January 4, 2025
Three people are dead, including two Americans from Chicago, in an attack that took place in Mexico on Friday. Vicente Peña Rodríguez and Antonio Fernández Rodríguez, who are both Americans, were killed, as was local resident Jorge Eduardo Vargas Aguirre of Durango, Mexico, the Durango Attorney General’s Office said, according...

Three people are dead, including two Americans from Chicago, in an attack that took place in Mexico on Friday.

Vicente Peña Rodríguez and Antonio Fernández Rodríguez, who are both Americans, were killed, as was local resident Jorge Eduardo Vargas Aguirre of Durango, Mexico, the Durango Attorney General’s Office said, according to ABC.

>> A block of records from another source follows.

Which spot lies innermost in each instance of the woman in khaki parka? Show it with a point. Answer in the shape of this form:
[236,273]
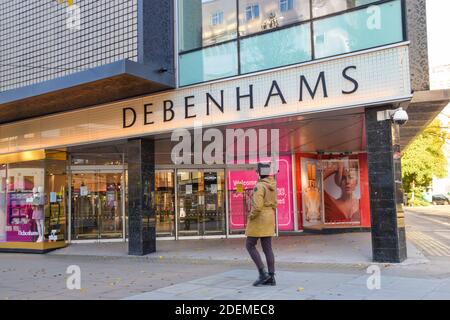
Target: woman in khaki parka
[261,224]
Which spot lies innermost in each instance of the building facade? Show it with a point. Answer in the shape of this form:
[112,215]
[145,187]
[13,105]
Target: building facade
[136,120]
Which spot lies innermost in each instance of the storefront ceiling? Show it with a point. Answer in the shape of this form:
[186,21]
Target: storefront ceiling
[114,82]
[337,132]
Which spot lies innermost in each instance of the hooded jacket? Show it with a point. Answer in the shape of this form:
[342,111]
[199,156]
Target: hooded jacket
[261,221]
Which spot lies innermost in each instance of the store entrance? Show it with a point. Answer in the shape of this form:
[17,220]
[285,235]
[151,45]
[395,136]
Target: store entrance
[97,204]
[201,202]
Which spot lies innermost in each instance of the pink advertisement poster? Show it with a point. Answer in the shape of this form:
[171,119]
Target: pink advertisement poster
[240,185]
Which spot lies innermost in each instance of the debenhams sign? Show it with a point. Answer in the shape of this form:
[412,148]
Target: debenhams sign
[361,79]
[343,83]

Vicente Peña Rodríguez’s teenage son, whose name was not given, was wounded and was listed in critical condition, the attorney general’s office said.

The trip had begun as a birthday celebration for the 14-year-old, according to WMAO-TV.

The teenager was put in a medically induced coma.

Family members have said they want the teen transferred to the U.S., but Mexican doctors say he is too fragile.

“I feel very devastated because they wiped out my entire family,” Vicente Peña, grandfather of the teenage victim and father of Vicente Peña Rodríguez, said.

“It was a massacre … because my son was shot four times in the head and once in the shoulder, and the other boy was also shot four times, once in the shoulder, and the other boy who was with them was also shot three times,” Peña said.

Details of the shooting near the town of Las Palmas were unclear, other than that the group was traveling in an SUV with Illinois license plates when it was attacked.

Maria Elena Hernandez, the teenage victim’s grandmother, said she learned of the shooting when, while still in Chicago, her daughter called her, according to WLS-TV.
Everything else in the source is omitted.